Dr Illing furthered the importance of demand signalling on the ground level and the data architecture he referenced previously. He also explained patient engagement must develop alongside this alignment, citing examples in the U.S. and South Africa which produced citizen engagement platforms that allowed patients to access support during the pandemic. These systems also provided feedback for patients to describe their experience, which constitutes a powerful tool for governments to learn and adapt their health systems.
Professor Dodge concluded the topic in re-emphasising the importance of fixing the UK’s data generation issue, as other mechanisms will not allow adoption without adequate health data. Augst added the inequalities mechanism within the AAC doesn’t go far enough in ensuring inequalities are reduced and marginalised communities are left behind. Professor Dodge noted the importance of health equity, suggesting the formation of an organisation that focused on medicines equity and the improvement of data.

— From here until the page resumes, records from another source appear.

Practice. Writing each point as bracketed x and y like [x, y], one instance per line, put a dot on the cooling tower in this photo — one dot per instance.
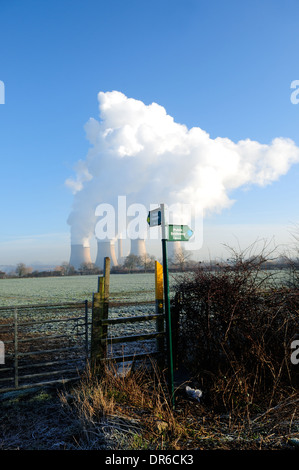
[79, 255]
[106, 249]
[138, 247]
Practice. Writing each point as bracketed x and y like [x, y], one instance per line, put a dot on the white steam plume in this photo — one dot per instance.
[139, 151]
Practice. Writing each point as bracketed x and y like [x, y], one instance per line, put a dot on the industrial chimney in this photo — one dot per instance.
[106, 249]
[138, 247]
[80, 254]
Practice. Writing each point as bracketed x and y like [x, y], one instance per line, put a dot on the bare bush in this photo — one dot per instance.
[234, 332]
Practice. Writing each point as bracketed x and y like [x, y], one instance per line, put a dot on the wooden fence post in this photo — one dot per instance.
[100, 308]
[159, 310]
[175, 318]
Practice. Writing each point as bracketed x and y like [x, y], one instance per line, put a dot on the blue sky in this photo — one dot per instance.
[225, 67]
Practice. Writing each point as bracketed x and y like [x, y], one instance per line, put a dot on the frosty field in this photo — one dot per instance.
[30, 291]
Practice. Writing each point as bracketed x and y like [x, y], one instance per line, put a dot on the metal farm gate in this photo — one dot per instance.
[43, 344]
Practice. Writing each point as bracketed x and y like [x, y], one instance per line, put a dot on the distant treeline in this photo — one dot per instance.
[136, 264]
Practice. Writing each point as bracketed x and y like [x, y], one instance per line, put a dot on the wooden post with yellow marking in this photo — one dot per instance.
[159, 310]
[100, 304]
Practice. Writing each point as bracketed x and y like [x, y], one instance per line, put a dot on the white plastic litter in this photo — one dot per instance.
[194, 393]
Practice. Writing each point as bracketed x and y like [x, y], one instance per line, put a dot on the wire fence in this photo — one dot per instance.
[43, 344]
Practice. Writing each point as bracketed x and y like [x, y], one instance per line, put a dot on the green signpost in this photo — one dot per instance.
[179, 233]
[169, 233]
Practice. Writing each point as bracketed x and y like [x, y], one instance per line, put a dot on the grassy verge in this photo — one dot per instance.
[132, 412]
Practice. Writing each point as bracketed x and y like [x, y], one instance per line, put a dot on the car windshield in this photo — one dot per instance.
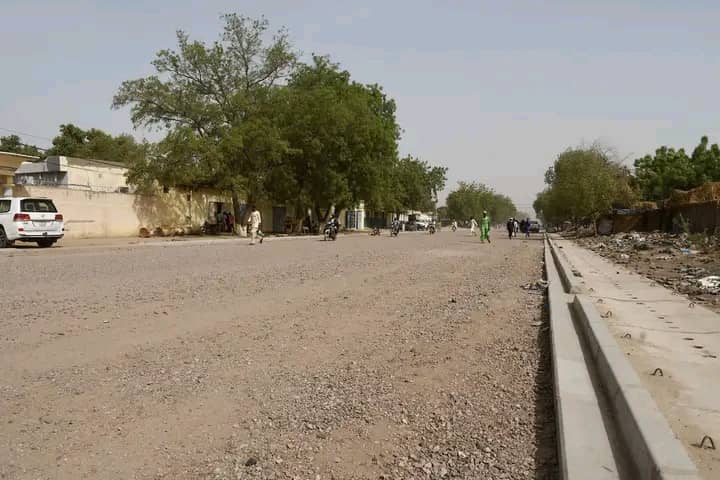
[37, 205]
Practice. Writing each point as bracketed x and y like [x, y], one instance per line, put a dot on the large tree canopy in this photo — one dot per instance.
[342, 138]
[658, 175]
[96, 144]
[583, 184]
[214, 100]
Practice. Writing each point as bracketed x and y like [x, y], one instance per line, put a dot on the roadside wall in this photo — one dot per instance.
[99, 214]
[701, 218]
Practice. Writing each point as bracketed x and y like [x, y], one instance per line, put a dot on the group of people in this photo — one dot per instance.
[484, 227]
[225, 222]
[514, 227]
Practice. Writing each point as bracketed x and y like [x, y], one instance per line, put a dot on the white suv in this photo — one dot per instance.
[29, 220]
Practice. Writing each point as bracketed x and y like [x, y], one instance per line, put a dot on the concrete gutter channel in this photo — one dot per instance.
[608, 425]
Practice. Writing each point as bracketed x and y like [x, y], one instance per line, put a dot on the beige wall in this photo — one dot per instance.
[94, 175]
[9, 162]
[98, 214]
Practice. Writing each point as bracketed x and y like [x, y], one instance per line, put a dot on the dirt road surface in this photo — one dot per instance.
[415, 357]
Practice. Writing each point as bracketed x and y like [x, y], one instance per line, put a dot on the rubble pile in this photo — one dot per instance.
[689, 264]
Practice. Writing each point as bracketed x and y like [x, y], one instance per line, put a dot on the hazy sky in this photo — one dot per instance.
[493, 90]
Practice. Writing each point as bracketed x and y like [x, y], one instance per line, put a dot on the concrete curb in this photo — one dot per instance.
[570, 281]
[653, 447]
[583, 443]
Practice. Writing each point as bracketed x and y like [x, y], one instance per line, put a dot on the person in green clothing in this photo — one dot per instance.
[485, 227]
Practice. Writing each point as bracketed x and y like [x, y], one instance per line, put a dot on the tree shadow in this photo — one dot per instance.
[546, 452]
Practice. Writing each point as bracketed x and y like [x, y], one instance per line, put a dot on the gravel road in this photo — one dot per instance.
[369, 357]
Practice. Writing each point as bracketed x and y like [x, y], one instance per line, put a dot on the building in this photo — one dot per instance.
[74, 173]
[9, 164]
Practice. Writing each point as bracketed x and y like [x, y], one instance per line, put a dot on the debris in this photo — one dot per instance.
[538, 285]
[711, 282]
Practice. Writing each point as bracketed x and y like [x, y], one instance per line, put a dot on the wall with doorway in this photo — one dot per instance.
[100, 214]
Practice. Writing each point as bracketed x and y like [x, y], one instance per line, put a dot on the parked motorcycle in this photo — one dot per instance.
[394, 229]
[330, 231]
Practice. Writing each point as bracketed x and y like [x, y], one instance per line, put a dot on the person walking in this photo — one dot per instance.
[255, 220]
[484, 227]
[473, 226]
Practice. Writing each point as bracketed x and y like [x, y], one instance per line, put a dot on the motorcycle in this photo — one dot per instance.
[395, 229]
[330, 231]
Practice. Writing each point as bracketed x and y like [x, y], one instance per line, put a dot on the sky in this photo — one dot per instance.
[493, 90]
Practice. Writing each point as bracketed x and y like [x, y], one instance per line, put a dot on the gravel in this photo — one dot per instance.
[370, 357]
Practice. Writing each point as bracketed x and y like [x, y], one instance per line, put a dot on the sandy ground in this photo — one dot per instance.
[415, 357]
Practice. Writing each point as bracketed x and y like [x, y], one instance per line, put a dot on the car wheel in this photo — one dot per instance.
[4, 242]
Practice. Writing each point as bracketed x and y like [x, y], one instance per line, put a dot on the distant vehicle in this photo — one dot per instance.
[29, 220]
[535, 226]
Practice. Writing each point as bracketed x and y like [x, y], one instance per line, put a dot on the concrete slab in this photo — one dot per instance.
[585, 450]
[656, 328]
[653, 448]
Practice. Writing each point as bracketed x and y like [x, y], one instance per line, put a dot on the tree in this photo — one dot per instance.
[419, 184]
[13, 144]
[214, 100]
[583, 184]
[342, 138]
[471, 199]
[669, 169]
[96, 144]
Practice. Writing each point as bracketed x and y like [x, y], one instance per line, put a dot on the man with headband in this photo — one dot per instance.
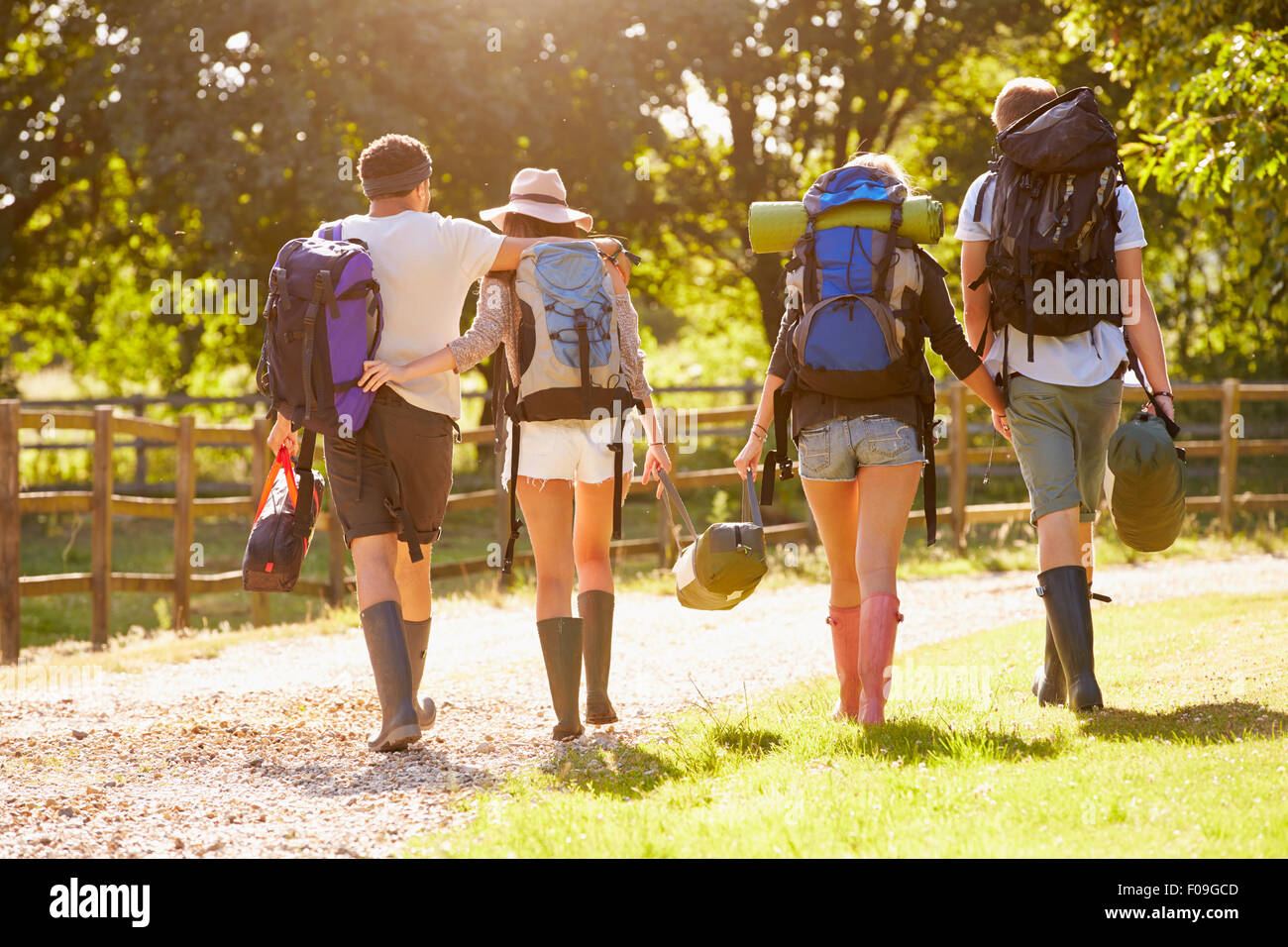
[402, 455]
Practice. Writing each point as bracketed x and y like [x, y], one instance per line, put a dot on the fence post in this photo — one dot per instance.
[259, 600]
[11, 536]
[184, 491]
[500, 514]
[958, 436]
[101, 540]
[1229, 454]
[141, 453]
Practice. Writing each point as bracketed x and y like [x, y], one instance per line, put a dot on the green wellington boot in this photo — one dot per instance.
[561, 647]
[417, 646]
[595, 608]
[1068, 602]
[386, 647]
[1048, 684]
[1048, 678]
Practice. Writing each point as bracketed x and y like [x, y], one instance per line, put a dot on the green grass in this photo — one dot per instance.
[1190, 762]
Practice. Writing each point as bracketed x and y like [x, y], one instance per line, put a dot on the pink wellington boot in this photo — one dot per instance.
[877, 626]
[845, 650]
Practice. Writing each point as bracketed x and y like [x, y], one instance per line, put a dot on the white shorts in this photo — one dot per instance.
[570, 451]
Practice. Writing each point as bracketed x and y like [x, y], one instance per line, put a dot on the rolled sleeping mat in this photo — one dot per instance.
[776, 226]
[1146, 497]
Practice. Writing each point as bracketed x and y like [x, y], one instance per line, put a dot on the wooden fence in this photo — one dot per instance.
[103, 502]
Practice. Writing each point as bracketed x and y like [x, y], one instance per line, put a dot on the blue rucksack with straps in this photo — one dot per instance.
[854, 313]
[851, 294]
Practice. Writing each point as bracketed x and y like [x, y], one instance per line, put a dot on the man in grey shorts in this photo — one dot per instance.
[402, 458]
[1064, 403]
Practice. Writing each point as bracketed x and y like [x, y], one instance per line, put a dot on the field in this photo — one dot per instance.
[1189, 762]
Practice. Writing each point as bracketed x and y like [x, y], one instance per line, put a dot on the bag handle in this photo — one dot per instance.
[750, 502]
[282, 462]
[673, 496]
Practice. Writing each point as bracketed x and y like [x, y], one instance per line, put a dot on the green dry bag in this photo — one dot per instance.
[1146, 497]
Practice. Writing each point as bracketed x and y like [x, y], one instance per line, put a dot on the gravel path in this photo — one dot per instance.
[261, 750]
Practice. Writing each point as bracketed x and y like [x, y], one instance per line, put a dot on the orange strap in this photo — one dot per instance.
[282, 462]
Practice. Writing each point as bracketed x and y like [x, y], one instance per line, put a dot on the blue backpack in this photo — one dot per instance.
[323, 317]
[853, 311]
[853, 294]
[570, 357]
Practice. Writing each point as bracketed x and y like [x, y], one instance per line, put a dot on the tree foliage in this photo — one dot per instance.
[1209, 82]
[194, 138]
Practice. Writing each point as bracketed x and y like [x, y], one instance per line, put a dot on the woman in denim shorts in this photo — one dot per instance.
[859, 463]
[566, 468]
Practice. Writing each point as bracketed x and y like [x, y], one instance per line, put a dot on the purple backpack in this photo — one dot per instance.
[321, 292]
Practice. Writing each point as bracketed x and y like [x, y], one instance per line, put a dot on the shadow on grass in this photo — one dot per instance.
[631, 772]
[918, 740]
[1197, 723]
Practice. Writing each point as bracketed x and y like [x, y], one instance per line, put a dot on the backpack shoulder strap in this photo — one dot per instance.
[979, 197]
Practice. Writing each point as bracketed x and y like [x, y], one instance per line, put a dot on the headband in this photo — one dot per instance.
[540, 198]
[398, 183]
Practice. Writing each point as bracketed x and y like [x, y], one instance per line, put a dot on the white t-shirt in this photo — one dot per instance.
[425, 264]
[1081, 360]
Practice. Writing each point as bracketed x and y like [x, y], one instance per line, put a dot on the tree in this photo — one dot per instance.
[1210, 112]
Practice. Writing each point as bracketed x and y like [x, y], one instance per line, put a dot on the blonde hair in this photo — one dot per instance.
[1019, 97]
[883, 162]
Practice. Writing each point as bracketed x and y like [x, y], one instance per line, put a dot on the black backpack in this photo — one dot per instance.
[1055, 213]
[283, 527]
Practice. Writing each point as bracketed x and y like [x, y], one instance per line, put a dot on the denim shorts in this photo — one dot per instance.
[836, 450]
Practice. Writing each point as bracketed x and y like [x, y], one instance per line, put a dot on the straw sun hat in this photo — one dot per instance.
[541, 195]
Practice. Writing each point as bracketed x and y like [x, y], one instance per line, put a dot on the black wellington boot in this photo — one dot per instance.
[1068, 602]
[561, 647]
[1048, 678]
[386, 647]
[596, 643]
[417, 646]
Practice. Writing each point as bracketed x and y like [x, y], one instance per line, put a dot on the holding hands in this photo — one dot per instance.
[656, 460]
[375, 373]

The first hour of the Commission’s final inquiry session provided key insights to the UK’s innovation adoption problem, focusing on the NHS and infrastructure needed. The panellists emphasised the UK has the tools to become a world-leader in adoption, improving population health and reducing burden on the NHS. To ensure progress, the UK must rebalance the weighting between research and adoption and focus on achieving the alignment seen during the Covid-19 pandemic.